Alphabet rallied nearly 7 per cent on Wednesday on signs its dominant Google Search business was faring well in an uncertain advertising market and remained unscathed in the face of competition from an AI-powered Microsoft Bing.
The world’s fourth most valuable firm was set add more than $100 billion to its market capitalization, based on premarket movements. Its shares have rallied 39 per cent this year on the hype around artificial intelligence.
Wall Street analysts said the company’s better-than-expected quarterly earnings showed the strong position of Google Search even as advertisers remain cautious, steady growth in the cloud business and that Google was well placed to compete with Microsoft in AI.
“Don’t call it an AI comeback,” said analysts at Jefferies, adding that Google has been AI-first company seven years.
Jefferies was among the 16 brokerages that raised their price targets, with several of them saying AI had started to contribute to Google’s cloud revenue and helped drive a 28 per cent growth in the quarter that widely surpassed expectations.
Alphabet has rolled out a series of AI products this year and revamped its search engine with the technology as it competes with Microsoft in a race to dominate the nascent field.

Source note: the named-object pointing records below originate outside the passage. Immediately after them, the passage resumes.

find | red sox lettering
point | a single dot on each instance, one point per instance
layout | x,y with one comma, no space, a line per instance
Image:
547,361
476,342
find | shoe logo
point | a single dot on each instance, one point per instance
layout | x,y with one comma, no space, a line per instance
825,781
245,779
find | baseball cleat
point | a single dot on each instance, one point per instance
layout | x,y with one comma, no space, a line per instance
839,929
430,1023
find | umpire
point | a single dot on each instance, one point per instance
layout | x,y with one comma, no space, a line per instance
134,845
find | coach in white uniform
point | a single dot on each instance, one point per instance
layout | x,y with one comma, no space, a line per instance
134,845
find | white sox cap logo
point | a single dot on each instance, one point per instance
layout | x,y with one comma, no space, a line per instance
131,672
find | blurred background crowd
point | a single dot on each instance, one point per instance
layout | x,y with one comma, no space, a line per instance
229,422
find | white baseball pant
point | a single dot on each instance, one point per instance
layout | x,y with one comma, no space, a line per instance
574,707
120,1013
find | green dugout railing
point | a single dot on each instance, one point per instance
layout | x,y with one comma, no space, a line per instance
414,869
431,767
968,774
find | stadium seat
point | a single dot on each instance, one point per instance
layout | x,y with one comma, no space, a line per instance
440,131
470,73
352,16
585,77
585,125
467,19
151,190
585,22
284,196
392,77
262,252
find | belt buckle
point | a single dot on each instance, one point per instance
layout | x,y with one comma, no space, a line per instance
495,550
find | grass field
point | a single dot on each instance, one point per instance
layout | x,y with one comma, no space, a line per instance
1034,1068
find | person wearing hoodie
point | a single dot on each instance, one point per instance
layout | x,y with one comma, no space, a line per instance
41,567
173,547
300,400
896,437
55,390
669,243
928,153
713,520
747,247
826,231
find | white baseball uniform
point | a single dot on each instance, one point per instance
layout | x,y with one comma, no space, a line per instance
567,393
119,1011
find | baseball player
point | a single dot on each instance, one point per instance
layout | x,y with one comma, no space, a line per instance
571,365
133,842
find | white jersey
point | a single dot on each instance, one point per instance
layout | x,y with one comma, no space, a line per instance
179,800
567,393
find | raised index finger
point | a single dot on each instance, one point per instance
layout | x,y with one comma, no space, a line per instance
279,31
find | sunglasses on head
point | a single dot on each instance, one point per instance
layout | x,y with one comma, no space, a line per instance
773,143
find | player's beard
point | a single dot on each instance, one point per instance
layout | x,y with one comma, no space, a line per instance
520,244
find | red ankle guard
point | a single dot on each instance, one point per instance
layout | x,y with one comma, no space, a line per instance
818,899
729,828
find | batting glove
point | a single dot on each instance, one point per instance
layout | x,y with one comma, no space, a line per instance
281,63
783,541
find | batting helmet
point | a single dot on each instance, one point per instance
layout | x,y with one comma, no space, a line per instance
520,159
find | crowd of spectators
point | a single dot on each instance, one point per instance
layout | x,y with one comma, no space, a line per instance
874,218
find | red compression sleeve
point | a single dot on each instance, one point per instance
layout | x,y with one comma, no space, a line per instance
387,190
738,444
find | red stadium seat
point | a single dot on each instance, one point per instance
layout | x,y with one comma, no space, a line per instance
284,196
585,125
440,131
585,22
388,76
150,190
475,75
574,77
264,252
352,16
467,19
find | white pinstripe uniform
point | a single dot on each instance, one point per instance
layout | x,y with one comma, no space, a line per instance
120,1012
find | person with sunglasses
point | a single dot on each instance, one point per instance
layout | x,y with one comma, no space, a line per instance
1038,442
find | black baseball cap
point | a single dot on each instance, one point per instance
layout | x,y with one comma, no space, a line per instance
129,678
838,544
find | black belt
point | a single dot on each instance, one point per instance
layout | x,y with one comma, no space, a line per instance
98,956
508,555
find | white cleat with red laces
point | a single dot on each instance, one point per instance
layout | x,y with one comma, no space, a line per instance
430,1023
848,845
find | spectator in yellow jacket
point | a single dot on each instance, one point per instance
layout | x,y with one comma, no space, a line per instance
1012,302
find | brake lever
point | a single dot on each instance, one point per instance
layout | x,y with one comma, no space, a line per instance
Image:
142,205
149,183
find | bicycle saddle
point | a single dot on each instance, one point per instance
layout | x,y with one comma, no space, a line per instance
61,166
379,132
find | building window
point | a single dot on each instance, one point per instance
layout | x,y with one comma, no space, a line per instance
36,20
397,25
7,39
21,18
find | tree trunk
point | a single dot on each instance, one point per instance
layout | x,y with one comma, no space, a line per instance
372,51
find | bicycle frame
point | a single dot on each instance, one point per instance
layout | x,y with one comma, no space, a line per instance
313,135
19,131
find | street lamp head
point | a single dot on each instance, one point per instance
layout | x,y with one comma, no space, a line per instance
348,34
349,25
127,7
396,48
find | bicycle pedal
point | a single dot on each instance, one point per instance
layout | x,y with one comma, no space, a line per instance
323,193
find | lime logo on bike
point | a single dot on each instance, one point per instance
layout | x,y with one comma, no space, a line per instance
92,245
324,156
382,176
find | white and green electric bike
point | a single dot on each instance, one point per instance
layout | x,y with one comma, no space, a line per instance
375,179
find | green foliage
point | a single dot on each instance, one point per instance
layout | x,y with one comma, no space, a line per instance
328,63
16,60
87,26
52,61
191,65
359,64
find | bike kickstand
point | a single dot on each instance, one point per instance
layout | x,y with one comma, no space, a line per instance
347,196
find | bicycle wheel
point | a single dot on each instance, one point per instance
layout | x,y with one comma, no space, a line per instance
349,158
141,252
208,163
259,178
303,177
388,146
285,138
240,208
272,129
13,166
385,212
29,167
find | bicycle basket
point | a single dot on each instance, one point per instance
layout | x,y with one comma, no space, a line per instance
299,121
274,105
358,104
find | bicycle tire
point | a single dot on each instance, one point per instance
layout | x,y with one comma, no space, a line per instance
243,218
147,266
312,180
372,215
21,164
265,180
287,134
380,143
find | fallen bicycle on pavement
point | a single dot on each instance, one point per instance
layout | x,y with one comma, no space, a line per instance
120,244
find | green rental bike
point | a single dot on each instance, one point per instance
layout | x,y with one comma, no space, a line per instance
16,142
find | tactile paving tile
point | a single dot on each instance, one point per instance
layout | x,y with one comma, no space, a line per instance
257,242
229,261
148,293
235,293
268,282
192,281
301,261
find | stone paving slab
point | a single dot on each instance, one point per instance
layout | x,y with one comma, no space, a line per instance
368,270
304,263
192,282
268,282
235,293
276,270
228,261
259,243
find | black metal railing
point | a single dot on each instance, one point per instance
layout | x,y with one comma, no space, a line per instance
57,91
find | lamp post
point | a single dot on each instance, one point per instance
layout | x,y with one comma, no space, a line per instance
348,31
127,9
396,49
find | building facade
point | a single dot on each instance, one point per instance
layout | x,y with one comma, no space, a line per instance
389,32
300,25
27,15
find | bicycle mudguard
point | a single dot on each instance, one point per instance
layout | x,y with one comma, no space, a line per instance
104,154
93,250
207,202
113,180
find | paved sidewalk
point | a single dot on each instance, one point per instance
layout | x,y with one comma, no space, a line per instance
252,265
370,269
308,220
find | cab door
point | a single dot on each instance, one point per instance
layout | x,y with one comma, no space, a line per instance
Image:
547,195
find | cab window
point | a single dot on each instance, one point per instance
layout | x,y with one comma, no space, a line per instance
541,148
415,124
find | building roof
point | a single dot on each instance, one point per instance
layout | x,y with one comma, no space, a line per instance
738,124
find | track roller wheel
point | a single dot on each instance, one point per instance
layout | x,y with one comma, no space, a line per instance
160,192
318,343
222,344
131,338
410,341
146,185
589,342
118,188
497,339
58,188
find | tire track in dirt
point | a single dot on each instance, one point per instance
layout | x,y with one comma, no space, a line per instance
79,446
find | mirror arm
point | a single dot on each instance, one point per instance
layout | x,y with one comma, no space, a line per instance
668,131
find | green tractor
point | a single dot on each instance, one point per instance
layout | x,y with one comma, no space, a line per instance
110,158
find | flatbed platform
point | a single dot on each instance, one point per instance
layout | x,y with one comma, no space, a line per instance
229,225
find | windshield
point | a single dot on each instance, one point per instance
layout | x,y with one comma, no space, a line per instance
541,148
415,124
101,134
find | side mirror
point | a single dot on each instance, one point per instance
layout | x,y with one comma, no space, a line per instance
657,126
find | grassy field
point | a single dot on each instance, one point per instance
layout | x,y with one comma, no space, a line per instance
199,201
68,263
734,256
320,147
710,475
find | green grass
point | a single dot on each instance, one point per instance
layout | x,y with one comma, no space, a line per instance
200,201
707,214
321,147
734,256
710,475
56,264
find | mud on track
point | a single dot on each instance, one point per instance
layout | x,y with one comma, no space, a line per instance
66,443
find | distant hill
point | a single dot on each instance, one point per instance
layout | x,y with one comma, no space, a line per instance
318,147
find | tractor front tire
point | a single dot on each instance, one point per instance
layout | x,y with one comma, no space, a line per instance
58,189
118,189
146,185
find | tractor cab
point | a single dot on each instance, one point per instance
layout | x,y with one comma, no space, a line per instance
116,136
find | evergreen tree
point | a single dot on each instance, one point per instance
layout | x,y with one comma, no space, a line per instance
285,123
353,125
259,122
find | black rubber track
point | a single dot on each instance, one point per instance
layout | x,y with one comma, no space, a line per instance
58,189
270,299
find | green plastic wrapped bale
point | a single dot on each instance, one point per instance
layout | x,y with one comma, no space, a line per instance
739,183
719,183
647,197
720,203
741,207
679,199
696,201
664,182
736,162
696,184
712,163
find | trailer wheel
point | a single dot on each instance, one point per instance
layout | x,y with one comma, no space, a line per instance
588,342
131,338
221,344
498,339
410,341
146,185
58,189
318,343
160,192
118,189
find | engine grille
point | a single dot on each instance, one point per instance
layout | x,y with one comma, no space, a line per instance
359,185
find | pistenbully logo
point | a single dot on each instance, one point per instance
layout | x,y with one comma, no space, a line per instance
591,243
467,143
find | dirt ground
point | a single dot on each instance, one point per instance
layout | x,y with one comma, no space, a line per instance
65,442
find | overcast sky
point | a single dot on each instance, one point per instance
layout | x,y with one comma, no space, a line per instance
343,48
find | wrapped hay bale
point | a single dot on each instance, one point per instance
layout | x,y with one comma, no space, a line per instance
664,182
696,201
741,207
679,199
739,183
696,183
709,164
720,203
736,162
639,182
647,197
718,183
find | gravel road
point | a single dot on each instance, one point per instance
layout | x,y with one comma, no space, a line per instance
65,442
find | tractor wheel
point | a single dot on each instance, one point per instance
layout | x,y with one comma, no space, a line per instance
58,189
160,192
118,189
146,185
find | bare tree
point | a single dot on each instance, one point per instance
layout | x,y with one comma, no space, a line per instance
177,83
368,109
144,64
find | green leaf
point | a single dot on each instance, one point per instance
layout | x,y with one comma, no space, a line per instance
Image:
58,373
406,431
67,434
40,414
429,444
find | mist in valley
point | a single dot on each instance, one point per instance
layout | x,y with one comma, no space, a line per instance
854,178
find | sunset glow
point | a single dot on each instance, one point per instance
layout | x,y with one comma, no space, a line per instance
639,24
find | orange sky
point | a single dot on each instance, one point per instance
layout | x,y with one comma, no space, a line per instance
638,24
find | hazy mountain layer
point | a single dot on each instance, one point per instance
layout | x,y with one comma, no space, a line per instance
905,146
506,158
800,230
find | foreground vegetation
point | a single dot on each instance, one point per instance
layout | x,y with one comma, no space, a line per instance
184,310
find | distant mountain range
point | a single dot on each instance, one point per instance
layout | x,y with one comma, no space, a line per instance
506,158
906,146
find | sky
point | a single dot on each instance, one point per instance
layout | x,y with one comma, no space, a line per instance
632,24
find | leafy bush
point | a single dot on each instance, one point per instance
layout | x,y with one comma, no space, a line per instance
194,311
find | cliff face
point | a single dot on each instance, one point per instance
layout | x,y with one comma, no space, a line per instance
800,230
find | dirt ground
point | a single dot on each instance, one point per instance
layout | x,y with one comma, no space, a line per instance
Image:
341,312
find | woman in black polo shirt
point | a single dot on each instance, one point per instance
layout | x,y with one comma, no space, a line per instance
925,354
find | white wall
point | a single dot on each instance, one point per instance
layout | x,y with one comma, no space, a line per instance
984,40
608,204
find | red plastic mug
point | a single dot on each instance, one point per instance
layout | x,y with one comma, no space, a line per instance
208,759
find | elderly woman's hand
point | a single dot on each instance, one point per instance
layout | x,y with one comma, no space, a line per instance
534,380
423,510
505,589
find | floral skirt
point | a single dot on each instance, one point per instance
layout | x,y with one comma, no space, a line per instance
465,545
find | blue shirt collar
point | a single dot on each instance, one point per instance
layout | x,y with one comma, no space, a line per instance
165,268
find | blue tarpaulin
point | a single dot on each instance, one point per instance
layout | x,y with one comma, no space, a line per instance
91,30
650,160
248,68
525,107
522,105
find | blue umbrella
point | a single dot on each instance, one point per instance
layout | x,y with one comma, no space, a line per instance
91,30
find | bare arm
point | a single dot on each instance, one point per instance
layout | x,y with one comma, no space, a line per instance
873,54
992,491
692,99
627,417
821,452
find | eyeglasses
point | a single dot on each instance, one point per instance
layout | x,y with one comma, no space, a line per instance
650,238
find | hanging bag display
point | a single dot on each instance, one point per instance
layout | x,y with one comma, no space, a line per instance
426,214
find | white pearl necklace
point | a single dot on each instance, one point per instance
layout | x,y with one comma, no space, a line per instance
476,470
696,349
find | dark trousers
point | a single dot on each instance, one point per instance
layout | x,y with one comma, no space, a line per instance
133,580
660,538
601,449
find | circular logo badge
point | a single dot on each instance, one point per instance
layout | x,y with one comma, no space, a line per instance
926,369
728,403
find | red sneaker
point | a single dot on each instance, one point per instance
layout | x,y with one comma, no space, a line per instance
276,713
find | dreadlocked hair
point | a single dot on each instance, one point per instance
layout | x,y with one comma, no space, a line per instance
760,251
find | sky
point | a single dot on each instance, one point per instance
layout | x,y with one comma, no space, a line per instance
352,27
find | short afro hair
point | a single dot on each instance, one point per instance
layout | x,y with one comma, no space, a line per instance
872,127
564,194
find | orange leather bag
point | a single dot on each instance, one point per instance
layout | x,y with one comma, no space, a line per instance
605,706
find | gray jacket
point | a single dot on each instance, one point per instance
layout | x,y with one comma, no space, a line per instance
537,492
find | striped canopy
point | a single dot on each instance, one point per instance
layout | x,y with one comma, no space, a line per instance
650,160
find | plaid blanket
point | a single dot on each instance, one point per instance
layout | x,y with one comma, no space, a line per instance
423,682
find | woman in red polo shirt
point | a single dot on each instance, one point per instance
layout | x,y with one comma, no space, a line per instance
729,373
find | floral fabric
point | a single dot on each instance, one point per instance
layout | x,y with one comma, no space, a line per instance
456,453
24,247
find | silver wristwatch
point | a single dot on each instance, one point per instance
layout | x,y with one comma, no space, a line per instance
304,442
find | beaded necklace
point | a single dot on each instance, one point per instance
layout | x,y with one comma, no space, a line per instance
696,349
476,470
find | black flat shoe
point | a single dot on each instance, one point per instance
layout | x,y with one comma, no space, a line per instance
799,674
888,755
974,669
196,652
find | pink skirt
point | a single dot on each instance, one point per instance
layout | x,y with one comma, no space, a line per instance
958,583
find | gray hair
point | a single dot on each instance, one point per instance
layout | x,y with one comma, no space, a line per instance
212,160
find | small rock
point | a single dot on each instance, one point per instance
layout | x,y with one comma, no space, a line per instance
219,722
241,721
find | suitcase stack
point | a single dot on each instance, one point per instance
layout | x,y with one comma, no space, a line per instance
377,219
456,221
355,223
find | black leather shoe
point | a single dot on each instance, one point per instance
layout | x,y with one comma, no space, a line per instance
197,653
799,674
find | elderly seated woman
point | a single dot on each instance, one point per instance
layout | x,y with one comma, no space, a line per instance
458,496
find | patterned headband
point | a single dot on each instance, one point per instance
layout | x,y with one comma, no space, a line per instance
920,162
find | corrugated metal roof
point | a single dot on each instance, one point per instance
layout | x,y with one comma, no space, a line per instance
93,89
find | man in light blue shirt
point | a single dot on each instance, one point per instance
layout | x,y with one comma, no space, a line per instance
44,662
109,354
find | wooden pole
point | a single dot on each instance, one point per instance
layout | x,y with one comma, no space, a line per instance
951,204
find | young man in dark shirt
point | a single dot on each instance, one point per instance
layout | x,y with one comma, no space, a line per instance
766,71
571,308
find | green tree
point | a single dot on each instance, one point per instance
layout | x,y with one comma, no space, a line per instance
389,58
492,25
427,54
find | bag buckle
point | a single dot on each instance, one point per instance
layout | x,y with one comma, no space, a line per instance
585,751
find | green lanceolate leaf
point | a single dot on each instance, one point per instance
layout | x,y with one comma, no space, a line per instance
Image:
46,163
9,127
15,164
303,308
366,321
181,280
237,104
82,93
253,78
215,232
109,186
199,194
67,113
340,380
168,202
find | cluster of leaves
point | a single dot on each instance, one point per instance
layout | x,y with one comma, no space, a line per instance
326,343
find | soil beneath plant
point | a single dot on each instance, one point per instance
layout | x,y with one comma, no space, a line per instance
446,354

The maker of Windows also topped expectations on Tuesday, powered by growth in its Azure cloud unit – the part of its business best situated to capitalize on the booming interest in AI.
The median price target on Alphabet now stands at $138, which is nearly 13 per cent higher than the stock’s last close.
The company has a 12-month forward price-to-earnings ratio of 20.51, compared with Microsoft’s 31.11 and the industry median of 15.29.